It’s been a strange year for freshers. Our first year has been interrupted by two waves of strike action and now a pandemic. This was not what I expected from my first year when I first came to university last October, and whilst the problems that freshers are facing are minor in comparison to that of finalists, it has been a messy first year for us.
The University has asked students not to return to Durham following Easter break as teaching will continue to take place online and all grade 1, 2 and 3 listed buildings will be closed, including the Bill Bryson library. It is estimated that the virus will peak in Durham at the end of June when Easter term is due to end, so it will not be safe for students to return to Durham.
The problems that freshers are facing are minor in comparison to that of finalists.
Nonetheless, coronavirus has come at the best time it could have for freshers. We’ve done our A levels, and our assessments don’t go towards our final grade until next year. We will lose out on a term of college brunches, and we will have to wait a whole year to finally experience a college day or a summer ball. It is not an ideal situation, but this is a relatively small price to pay for our health.
The University has also now announced that livers in will not have to pay next term’s accommodation fees, so we are lucky considering that livers out will need to carry on paying rent next term despite not being able to come back to Durham.

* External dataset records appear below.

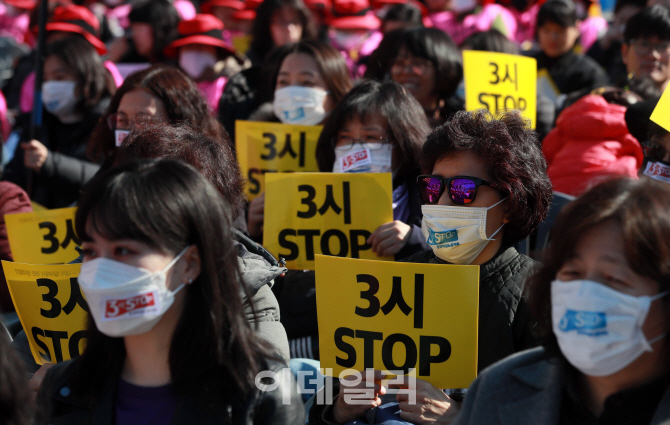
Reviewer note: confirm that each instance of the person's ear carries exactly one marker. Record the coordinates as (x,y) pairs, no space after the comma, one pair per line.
(192,264)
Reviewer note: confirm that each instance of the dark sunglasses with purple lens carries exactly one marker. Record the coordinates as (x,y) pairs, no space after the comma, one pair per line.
(461,189)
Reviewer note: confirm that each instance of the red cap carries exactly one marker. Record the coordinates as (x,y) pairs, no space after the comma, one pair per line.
(353,14)
(80,20)
(233,4)
(202,29)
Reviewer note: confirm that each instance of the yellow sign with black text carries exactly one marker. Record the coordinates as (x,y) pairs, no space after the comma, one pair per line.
(43,237)
(498,81)
(266,147)
(324,213)
(51,307)
(420,319)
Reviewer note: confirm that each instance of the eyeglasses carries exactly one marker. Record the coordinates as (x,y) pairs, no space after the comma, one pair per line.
(653,151)
(416,65)
(346,142)
(643,47)
(462,189)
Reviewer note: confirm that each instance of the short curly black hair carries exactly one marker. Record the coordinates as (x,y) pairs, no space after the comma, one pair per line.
(512,154)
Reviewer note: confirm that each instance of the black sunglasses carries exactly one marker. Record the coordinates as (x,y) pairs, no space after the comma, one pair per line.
(461,189)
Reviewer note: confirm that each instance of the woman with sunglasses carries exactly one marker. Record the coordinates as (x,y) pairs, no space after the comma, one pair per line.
(485,188)
(601,302)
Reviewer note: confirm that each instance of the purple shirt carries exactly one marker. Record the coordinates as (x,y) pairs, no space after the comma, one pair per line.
(144,405)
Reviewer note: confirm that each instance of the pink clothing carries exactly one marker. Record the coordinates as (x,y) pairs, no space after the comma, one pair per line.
(5,128)
(487,17)
(28,87)
(185,9)
(590,141)
(354,55)
(212,91)
(591,29)
(13,26)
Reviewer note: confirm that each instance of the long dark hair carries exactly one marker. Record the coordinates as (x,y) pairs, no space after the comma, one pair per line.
(330,62)
(163,18)
(168,205)
(406,124)
(640,209)
(180,96)
(94,81)
(262,42)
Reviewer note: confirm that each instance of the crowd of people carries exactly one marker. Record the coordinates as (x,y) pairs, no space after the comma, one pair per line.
(568,222)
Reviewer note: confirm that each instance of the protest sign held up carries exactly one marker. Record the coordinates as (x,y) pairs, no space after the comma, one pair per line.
(324,213)
(43,237)
(264,147)
(51,307)
(498,81)
(399,316)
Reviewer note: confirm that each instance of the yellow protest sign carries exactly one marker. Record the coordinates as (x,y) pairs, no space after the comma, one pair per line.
(661,113)
(498,81)
(51,307)
(324,213)
(264,147)
(417,318)
(43,237)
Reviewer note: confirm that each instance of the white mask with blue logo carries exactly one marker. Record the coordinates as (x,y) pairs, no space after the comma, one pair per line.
(599,329)
(456,234)
(300,105)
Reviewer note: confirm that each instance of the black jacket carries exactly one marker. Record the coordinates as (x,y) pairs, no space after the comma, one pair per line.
(62,406)
(505,323)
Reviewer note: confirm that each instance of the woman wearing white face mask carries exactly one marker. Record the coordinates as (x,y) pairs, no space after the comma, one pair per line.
(76,90)
(485,188)
(205,57)
(168,342)
(311,79)
(601,302)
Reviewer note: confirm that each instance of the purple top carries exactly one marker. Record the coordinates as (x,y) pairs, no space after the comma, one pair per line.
(144,405)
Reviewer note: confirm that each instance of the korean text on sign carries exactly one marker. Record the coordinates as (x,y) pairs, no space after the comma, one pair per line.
(43,237)
(417,318)
(51,307)
(324,213)
(264,147)
(498,81)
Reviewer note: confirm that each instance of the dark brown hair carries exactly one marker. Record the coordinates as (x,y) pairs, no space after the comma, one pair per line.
(213,158)
(640,209)
(512,155)
(180,96)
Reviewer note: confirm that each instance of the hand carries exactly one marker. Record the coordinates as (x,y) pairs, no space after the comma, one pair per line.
(35,382)
(352,402)
(390,238)
(431,406)
(256,216)
(35,154)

But freshers aren’t immune to the disruption Covid-19 has caused to exams. The National Union of Students has called for all non-essential exams to be cancelled, and many universities, including Oxford and Warwick, have listened to this advice and cancelled exams for first and second years. Durham has not followed suit, and exams will still go ahead in an online format.
Not every student will have access to a suitable environment in which to do an exam.
Having some form of assessment at the end of the year is important, even for freshers, but the University needs to account for the fact that not every student will have access to a suitable environment in which to do an exam, so will be put at an automatic disadvantage. Guaranteeing a pass mark for every student may work to address this, or moving to summatives for some subjects; however if protections are not put in place to level the playing field, non-essential exams should be cancelled to avoid putting unnecessary and disproportionate amounts of stress on students during these unprecedented times.
No matter how convenient the timing of the pandemic for freshers, it is still upsetting that we will not be returning to Durham at the end of April. After having spent two terms adapting to the Durham bubble and building new friendships, it is difficult to come to terms with the fact that we will be stuck indoors at home for the next six months, many miles away from our friends. I just hope that next year will be a little longer and a little less turbulent.